I’ll huff and I’ll puff and I’ll…bring your web application offline!
The possibility of a business being targeted by some huge zombie army, or botnet, is enough to send shivers down the spine of many seasoned security veterans. Modern botnets are of vast size and power, with more sophisticated features and capabilities than ever before. Modern botnet attacks can be very precise and controlled, being pulsed and sent in different ways to make the attackers impossible to trace and the impact that much more damaging. So who is behind these botnets, what can we expect to see in the future and how can organisations put their fears to bed and defend themselves effectively from them?
Botnets have transformed the DDoS landscape. Once, attacks were the preserve of a small, technical elite who had enough coding skills to launch a strike. But now, DDoS-for-hire botnets have significantly lowered the barriers to entry. A quick Google search and a PayPal account makes botnets readily available for just a few dozen dollars, with no coding experience necessary. And they are becoming increasingly popular – DDoS-for-hire botnets are now estimated to be behind as many as 40 per cent of all network layer attacks.
But while the majority of purchasers are likely to be low-level attackers, seeking to cause mischief and settle personal grievances, more powerful botnets-for-hire are also being utilised by state actors and organised crime syndicates. In recent years, DDoS attacks have been getting bigger and bigger. Our Security Operations Centre recorded a dramatic (25%) increase in very large attacks of more than 10Gb per second among our customer base in the second half of last year. And in terms of individual attacks, the strike on the BBC in January was one of the biggest ever reported, at an enormous 600Gb per second. While these attacks clearly cause significant damage, we believe that their primary purpose is often just to demonstrate their attackers’ capabilities so that they can be sold as a service in the future. The kind of gigantic attacks that make headlines aren’t cheap to rent, and would probably cost upwards of $150,000 to engage. As a result, these are only likely to be utilised by criminal or nation state attackers, who have access to a sophisticated infrastructure with money laundering capabilities.
Looking forward, there is really no limit to the potential size and scale of future botnet-driven DDoS attacks, particularly when they harness the full range of smart devices incorporated into our Internet of Things. By using amplification techniques on the millions of very high bandwidth density devices currently accessible, such as baby video monitors and security cameras, DDoS attacks are set to become even more colossal in scale. Terabit -class attacks may be increasingly common and ‘breaking the Internet’ – or at least clogging it in certain regions – could soon become a reality. The bottom line is that attacks of this size can take virtually any company offline, and are a reality that anyone with an online presence must be prepared to defend against..
But it isn’t just the giant attacks that organisations need to worry about. Before botnets are mobilised, hackers need to make sure that their techniques are going to work.

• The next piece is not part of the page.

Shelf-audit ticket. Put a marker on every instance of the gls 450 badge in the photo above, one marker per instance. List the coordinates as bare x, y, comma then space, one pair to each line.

This is usually done through the use of small, sub-saturating attacks which most IT teams wouldn’t even recognise as a DDoS attack. Due to their size – the majority are less than five minutes in duration and under 1Gbps – these shorter attacks typically evade detection by most legacy out-of-band DDoS mitigation tools, which are generally configured with detection thresholds that ignore this level of activity. This allows hackers to perfect their methods under the radar, leaving security teams blindsided by subsequent attacks. If these techniques are then deployed at full scale with a botnet, the results can be devastating.
Besides harnessing enormous power, botnets are also notoriously difficult to spot. Once deployed, they utilise sophisticated techniques to hide their tracks. Their command and control infrastructure can be automated or set on autopilot, they can sleep for long periods of time, they can have ubiquitous bandwidth available at any time of day by waking up different regions at different times – they are a complex and vast maze, often operated by some of the brightest minds in cybercrime. But that’s no reason for organisations to resign themselves to eventually getting attacked. So what are the most effective methods of defence?
The old way was to use a cloud-based scrubbing centre, where the security team can divert traffic for analysis and filtering when they see a DDoS attack. But asking a human to monitor the edge of the network and intervene when they think they’ve spotted a DDoS attack is very labour intensive and won’t react fast enough to the automated attacks of today. Furthermore this won’t apprehend the sub-saturation attacks that experiment on your networks undetected, finding vulnerabilities and testing new methods.
So a proper modern method is one that’s always on, deployed in-line and doesn’t require human intervention in order to maintain clean traffic. The technology, whilst relatively new, is available on premises and from upstream prviders, so there are options open to most organisations no matter their size, budget and likelihood of being targeted. It also frees up your manpower to focus on preventing data exfiltration and other malicious activity taking place, making your staff much mroe productive.
So there you have it – maybe the three little pigs don’t need to worry about the big bad botnet after all! There’s methods on offer to help you build your proverbial “house” (security infrastructure) out of bricks and mitigate the most serious botnet-driven DDoS attacks on their networks.